C'en était trop, à cet instant ma tasse brûlante m'échappa des mains. Le liquide bouillant se renversa sur ma robe et traversa mes jupons pour atteindre mes cuisses. J'allais pousser un cri de douleur mais une main se plaça sur ma bouche.
- " Chut. Nous allons déranger les autres clients, cela serait désagréable. Qui plus est, avec votre petite escapade il serait regrettable que vous vous couvriez davantage de ridicule. Déjà qu'il n'y a plus que moi qui ai accepté de vous épouser."
Je ne le supportais plus, il était insupportable. Je croyais que Lash était la représentation vivante du haïssable mais, visiblement, je me trompais.
Toutefois, il n'avait pas tort. Je devais me montrer respectable désormais. Dire que je ne m'était pas rendu compte à quel point j'ai pu causer du tort au nom des Eulet ; j'étais véritablement égoïste. Je comprends mieux pourquoi il m'avait repoussé cette nuit-là.
Enfin, ce n'était pas le moment de se laisser aller aux rêveries. Klaus Hênnes balaya d'un geste de la main la poussière qu'il avait reçu puis, reprit à nouveau la parole d'un air confiant, empli de dédain :
- " J'imagine que tu désires que j'aille droit au but, n'est-ce-pas ? La véritable raison de notre alliance est bien entendue commerciale mais, s'il n'y avait que cela, tu te doutes bien que je ne m'y prendrais pas de cette manière."
J'acquiesçais. J'avais d'ores-et-déjà compris les fins économiques de cette union mais je me sentis de suite idiote de ne pas avoir envisage un autre dessein derrière cette mystérieuse manigance.
- " Tu sembles plutôt pâle, veux-tu une autre tasse de thé ? Enfin, faudrait-il d'abord que tu essuies le liquide qui souilles ton habit." s'amusa ce dernier, m'impatientant plus encore.
Je me servis d'un mouchoir de soie blanche puis, frotta énergiquement le tissu imbibé avant de provoquer mon interlocuteur d'un irritable " Satisfait ?".
Il rit avant de perdre tout son sourire, laissant une moue mesquine orner ses lèvres blanchâtres. Le brusque changement me surprit d'un bond, je compris réellement combien je restais impuissante.
Après tout, si les hommes surpassent les monstres c'est uniquement grâce à leur caractère malsain, m'avait prévenu mon ancien mentor.

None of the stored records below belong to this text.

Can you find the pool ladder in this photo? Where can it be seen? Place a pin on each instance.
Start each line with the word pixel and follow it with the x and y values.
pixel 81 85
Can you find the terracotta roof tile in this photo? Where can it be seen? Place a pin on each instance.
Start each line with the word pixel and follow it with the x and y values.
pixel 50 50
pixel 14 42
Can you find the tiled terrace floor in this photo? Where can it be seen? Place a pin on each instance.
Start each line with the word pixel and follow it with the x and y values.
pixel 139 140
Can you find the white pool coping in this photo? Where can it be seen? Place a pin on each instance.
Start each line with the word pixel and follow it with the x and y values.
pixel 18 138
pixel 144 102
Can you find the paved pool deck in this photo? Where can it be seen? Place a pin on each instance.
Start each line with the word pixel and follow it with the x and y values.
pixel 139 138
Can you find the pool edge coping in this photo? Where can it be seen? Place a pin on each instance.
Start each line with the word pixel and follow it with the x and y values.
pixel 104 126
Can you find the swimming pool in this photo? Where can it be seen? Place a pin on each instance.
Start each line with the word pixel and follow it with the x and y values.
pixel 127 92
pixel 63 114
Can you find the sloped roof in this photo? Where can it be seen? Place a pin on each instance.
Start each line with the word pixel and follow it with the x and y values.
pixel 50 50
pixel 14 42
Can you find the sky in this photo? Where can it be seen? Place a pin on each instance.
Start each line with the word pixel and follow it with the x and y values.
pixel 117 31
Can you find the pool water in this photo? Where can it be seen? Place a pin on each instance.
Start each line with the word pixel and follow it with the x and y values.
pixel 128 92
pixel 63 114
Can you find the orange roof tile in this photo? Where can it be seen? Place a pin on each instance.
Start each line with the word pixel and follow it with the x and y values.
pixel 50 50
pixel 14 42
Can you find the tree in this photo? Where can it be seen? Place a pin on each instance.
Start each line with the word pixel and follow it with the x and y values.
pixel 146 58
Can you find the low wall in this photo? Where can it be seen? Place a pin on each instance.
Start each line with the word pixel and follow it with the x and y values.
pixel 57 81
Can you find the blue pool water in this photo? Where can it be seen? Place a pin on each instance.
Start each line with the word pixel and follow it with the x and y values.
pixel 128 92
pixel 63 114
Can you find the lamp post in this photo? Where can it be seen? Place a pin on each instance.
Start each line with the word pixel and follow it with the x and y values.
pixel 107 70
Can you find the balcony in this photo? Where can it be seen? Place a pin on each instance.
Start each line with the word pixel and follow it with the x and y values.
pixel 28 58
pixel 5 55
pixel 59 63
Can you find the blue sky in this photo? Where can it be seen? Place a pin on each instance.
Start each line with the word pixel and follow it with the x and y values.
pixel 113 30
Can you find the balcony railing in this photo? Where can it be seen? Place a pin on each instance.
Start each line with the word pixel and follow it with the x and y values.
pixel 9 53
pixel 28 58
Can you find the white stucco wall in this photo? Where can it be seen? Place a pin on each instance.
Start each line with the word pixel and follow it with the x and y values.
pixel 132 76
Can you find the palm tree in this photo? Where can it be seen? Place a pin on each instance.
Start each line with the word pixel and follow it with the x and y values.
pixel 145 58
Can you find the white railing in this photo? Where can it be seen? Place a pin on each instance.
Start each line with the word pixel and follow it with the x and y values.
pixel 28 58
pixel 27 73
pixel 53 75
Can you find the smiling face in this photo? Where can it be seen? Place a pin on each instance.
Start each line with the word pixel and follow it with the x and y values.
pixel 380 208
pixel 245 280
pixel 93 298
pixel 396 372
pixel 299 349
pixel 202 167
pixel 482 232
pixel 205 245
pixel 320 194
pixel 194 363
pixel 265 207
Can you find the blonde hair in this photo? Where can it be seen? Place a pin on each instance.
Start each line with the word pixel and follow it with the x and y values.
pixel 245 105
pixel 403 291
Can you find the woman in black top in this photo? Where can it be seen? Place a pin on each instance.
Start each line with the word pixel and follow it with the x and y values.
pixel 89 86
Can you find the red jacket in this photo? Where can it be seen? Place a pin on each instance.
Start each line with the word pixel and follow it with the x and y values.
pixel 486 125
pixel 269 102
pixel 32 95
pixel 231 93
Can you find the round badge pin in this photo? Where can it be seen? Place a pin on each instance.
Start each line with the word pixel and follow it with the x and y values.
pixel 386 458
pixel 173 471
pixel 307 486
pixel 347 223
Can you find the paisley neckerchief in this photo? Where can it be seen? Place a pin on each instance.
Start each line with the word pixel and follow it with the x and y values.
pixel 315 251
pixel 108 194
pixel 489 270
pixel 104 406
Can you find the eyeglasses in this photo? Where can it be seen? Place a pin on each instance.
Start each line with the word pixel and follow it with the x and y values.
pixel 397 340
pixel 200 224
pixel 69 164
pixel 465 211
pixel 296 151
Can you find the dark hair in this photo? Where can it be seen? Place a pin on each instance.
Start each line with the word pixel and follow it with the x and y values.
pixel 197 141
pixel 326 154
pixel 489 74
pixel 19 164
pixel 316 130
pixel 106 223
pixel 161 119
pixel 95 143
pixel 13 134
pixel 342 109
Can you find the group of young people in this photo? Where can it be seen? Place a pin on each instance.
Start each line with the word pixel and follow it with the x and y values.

La pièce s'était-elle aussi brusquement assombrie. Sans que je ne m'en aperçoive, la nuit commençait à pointer. C'est vrai qu'ici les journées sont courtes, à Ladsen.
Se mêlant à l'étrange atmosphère installé, le manque de luminosité soulignait la mine emplie de désirs avares de Klaus Hênnes. Il en perdait toute sa splendeur.
- " Je ne suis pas encore satisfait. Mais, je suppose que je peux bien te le pardonner, après tout, il faut être bien idiote pour quitter de son gré une demeure aussi majestueuse que la tienne. D'ailleurs, sans ton escapade, tes parents n'auraient pas été contraints de me donner ta main. Grâce à toi, j'atteindrais enfin mon but !" poursuivait le mauvais homme.
Debout, face à face, seule la faible lueur du crépuscule réussissant à traverser les nuages nous permettaient de distinguer nos visages respectifs. Son regard d'acier n'avait plus rien de fascinant, il était même repoussant. Mais, sans se laisser vaincre par un simple regard noir, il annonça d'un air dément la finalité qu'il espérait :
- " Grâce à toi, grâce à tes facéties, je détruirais enfin ta famille ! Il ne restera plus que Lamarquise ! J'aurais enfin le contrôle de tout Ladsen, non du pays. Je vais avoir un véritable empire et je pourrais prendre la tête du pays ! Oui, grâce à tes caprices d'enfant gâté, j'aurais la tête du roi."
- " La... tête du roi ?" répétais-je, incrédule.